New Directions Alternative Program, currently located in the Thurgood Marshall Building in Clarendon, will join the Langston High School Continuation Program located in the Langston-Brown Community Center along Lee Highway before the start of the 2021-22 school year.
“We are moving New Directions from the Marshall Building to Langston this summer,” said APS spokesman Frank Bellavia. “This is an efficiency for us since many New Directions staff work at Langston.”
New Directions helps students who have trouble in traditional school settings, need strict monitoring or are under court supervision, according to APS. Students successfully exit the program by graduating, returning to their home high school or transferring to the High School Continuation Program at Langston.
One person who contacted ARLnow questioned whether the new location will be a downgrade for students.
“The program diligently serves justice-involved youth, teaching them to reconnect with the Arlington community while achieving their high school diplomas,” the person wrote. “The location has always been important to their success through partnerships with multiple establishments in Clarendon.”

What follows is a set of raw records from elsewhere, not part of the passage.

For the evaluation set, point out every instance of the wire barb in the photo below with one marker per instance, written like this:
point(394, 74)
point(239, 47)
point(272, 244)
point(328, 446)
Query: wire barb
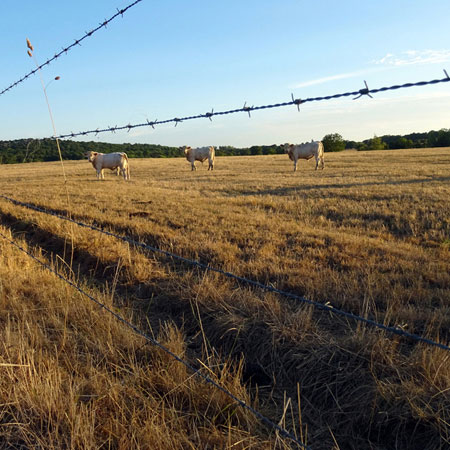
point(209, 115)
point(296, 101)
point(247, 109)
point(364, 91)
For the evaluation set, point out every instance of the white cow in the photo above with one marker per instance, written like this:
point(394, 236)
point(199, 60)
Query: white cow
point(112, 161)
point(305, 151)
point(200, 154)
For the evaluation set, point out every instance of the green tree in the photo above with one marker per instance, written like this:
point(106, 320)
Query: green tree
point(333, 143)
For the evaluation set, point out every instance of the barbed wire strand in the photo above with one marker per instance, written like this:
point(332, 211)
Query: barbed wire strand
point(320, 306)
point(248, 109)
point(120, 12)
point(156, 343)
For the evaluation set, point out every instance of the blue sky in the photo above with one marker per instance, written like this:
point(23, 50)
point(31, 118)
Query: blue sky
point(167, 59)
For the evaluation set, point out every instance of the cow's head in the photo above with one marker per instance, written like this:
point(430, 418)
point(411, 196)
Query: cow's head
point(186, 149)
point(287, 147)
point(91, 156)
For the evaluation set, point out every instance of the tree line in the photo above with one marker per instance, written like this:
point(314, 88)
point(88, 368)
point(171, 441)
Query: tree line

The building at 2847 Wilson Blvd is privately owned and rented to APS. It also houses the Employee Assistance Program, which provides free, confidential, professional assistance and counseling to APS and county employees and their families.
“EAP will remain in there for a little while longer,” Bellavia said.
Arlington County has a little under four years left on its eight-year lease, said realtor Bill Buck, who has already started marketing the space to potential renters on behalf of Steve Woodell, the owner.
Woodell, who runs a funeral home in Alexandria, has owned the building since 1979, when it was Ives Funeral Home. APS moved in about 21 years ago, he said.
Buck said Langston “is a better facility for the students” and he is happy for the students moving buildings.
“[EAP] will likely also leave before the end of the term,” Buck said. “What’s going to happen in the future, I don’t know. We have had interest from people that wanted to build an office building there, but the county would like to see retail on the first floor.”
Buck said he would like to see the space turned into a 100,000-square foot affordable housing building — not an office or retail space that would contribute to the glut of such amenities in Clarendon.
“I think it’d be great for affordable housing,” Buck said.